1. A single software point of control. This is called the “global STC.” All other implementation details should be as transparent as possible to software (usage of PVR offset, PCR offset, STC, etc.) This implies that the STC for audio and video decoders should match exactly.

2. Audio and video must be synchronized in time. The basic specification is to allow up to ± 20 ms of audiovisual disparity.

3. Audio and video decoders must present the same TSM interface and behave consistently. This means, for example, that if one decoder drops frames prior to receiving an initial STC in Broadcast mode, the other decoder should also do so. Similarly, if one decoder enters VSYNC mode during the same time period, then the other decoder should also.

4. Error concealment must be implemented. This means that the decoder and transport software/firmware/hardware should attempt to conceal errors in a way that meets all relevant compliance testing and in such a way that host/system software involvement is minimized.

5. VSYNC mode time must be minimized. This means that when time stamp management information is available, we should use it.

6. Audio PLLs must be locked to incoming streams and VCXOs/VECs.


The decoder uses time stamps provided in the stream to control when a frame must be displayed (PTS) or decoded (DTS). These time stamps are compared to a running system clock – the STC. Because the decoder cannot always display or decode a frame exactly when the STC and PTS are equal, a small amount of latitude is given to the decoder. This latitude translates into a threshold, within which the decoder will take one action on a frame, and beyond which the decoder will take a different action.

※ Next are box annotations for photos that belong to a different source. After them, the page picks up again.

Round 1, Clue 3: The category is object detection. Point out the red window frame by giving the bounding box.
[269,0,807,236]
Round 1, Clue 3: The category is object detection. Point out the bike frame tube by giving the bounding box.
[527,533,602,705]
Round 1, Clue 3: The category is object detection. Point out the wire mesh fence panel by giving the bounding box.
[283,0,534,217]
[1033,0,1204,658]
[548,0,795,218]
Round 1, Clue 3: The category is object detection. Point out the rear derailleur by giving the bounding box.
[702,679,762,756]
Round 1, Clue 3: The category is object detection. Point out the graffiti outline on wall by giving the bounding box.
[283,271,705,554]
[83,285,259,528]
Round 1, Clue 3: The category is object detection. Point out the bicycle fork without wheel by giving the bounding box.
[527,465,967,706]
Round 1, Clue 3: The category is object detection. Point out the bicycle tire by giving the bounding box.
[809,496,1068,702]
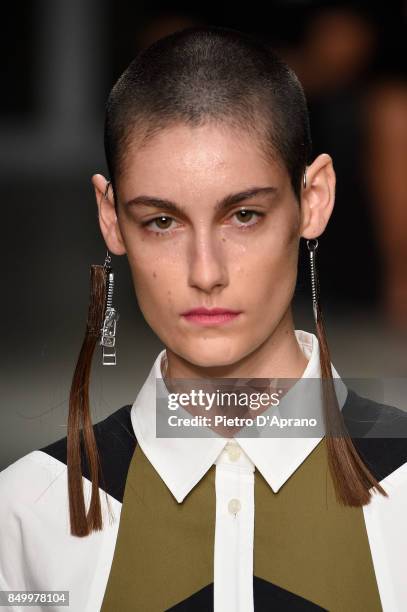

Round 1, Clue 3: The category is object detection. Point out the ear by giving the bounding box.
[300,153,336,239]
[92,174,126,255]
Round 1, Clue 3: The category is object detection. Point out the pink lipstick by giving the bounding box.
[181,307,241,326]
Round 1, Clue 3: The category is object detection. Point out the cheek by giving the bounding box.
[235,224,299,307]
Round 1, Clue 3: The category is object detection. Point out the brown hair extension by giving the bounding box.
[67,265,107,537]
[316,274,388,506]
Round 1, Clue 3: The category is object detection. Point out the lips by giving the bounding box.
[182,306,240,327]
[181,307,240,316]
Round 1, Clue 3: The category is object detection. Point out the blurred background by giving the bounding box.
[0,0,407,469]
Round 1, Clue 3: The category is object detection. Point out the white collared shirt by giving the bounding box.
[0,330,407,612]
[131,330,347,612]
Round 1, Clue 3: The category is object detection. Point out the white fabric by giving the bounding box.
[0,330,407,612]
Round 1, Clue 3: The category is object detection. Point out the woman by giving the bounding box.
[0,27,407,612]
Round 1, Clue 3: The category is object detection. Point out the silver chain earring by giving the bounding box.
[99,181,120,365]
[307,238,319,324]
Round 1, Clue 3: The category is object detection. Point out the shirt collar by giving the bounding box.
[131,330,348,502]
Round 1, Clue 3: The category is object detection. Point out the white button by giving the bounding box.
[228,498,241,514]
[226,442,240,461]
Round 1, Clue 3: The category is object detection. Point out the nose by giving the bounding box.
[188,230,228,293]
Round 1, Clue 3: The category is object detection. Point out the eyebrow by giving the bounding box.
[123,187,278,214]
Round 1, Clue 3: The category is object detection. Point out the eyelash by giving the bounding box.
[141,208,265,234]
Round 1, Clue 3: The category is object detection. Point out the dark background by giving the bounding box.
[0,0,407,469]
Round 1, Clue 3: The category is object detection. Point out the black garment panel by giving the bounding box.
[39,404,137,503]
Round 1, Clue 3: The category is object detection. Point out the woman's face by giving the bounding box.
[116,125,300,367]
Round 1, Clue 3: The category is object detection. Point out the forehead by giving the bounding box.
[119,123,287,199]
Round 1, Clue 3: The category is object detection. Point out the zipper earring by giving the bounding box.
[99,251,120,365]
[86,181,119,365]
[307,238,319,325]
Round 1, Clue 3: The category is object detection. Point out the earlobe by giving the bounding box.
[300,153,336,239]
[92,174,126,255]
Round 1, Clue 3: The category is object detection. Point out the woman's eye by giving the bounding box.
[142,209,264,234]
[142,215,177,234]
[232,208,264,227]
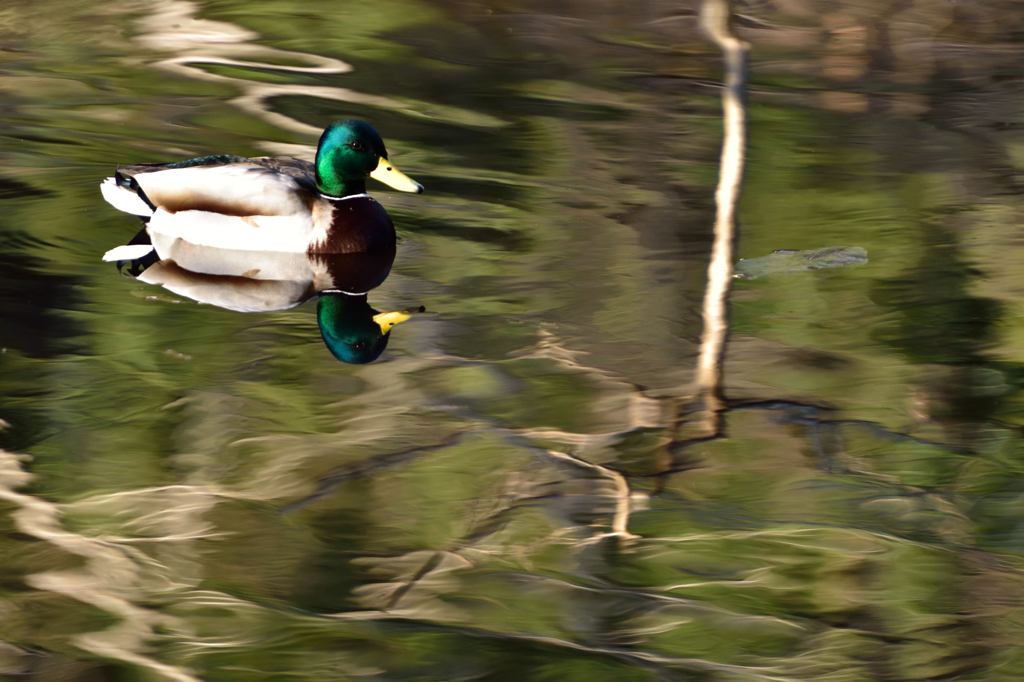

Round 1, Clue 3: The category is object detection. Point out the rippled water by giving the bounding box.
[0,0,1024,682]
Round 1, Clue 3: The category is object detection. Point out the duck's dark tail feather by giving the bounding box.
[99,173,156,219]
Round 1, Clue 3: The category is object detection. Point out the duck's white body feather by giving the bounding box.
[100,164,330,253]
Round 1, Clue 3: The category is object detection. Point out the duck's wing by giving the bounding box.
[100,155,318,217]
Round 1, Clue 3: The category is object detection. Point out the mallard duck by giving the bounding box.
[120,241,423,364]
[100,119,423,261]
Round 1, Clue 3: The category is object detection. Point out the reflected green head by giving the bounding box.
[316,293,391,365]
[316,119,387,197]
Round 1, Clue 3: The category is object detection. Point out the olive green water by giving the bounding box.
[0,0,1024,682]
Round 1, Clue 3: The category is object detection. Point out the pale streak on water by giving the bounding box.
[0,2,1020,680]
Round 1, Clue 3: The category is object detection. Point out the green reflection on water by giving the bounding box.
[0,1,1024,680]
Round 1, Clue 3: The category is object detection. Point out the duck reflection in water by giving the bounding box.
[110,230,423,365]
[100,119,423,364]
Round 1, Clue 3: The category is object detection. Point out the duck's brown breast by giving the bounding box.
[306,197,394,254]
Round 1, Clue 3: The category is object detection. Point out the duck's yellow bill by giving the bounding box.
[370,157,423,194]
[374,310,409,334]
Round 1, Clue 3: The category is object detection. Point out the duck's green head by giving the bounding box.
[316,119,423,197]
[316,292,409,365]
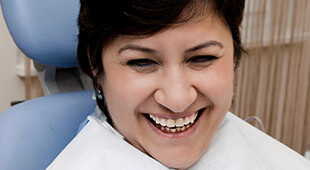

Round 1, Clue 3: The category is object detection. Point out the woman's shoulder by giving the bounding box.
[47,116,167,170]
[193,112,310,170]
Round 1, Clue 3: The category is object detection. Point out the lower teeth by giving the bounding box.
[156,123,192,133]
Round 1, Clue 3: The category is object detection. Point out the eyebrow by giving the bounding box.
[118,40,224,54]
[118,44,157,54]
[185,40,224,53]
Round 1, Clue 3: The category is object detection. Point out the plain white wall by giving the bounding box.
[0,8,25,114]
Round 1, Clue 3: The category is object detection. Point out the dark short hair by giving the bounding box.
[77,0,245,123]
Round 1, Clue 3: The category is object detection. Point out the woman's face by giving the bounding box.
[102,16,234,168]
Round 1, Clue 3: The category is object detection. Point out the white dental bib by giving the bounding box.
[47,112,310,170]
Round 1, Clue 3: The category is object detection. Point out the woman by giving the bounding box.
[50,0,308,169]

Generally, the time line for timestamp comparisons is divided into four sections:

• Extremely early

• Early

• Late

• Extremely late.



The dividers between these sections are the “threshold” values that determine what constitutes, for example, “extremely late” vs. “late”. In a line with four sections, there must be three such dividers: the extremely early threshold, the extremely late threshold, and the point at which a frame is exactly on time, called the maturation point (PTS = STC). Each decoder may have different early or late thresholds as best suits the performance requirements for a given usage mode for that decoder. The following scenarios apply to both the broadcast and PVR usage modes. Extremely Early Frames (PTS > STC + Threshold) extremely early frames put a burden on the buffer model of the decoder. If they are not discarded, the buffer may overflow. The threshold value for determining whether a frame is simply early or extremely early is a function of the available buffer size to which the decoder has access. An extremely early frame will be discarded and the host will be notified of a PTS error. The decoder should not expect the host to correct the problem. This is depicted in the Figure below.

Early Frames (STC + Threshold > PTS > STC) Early frames should be presented/decoded when their PTS matures. No host or transport interaction is required. This is depicted in the Figure below.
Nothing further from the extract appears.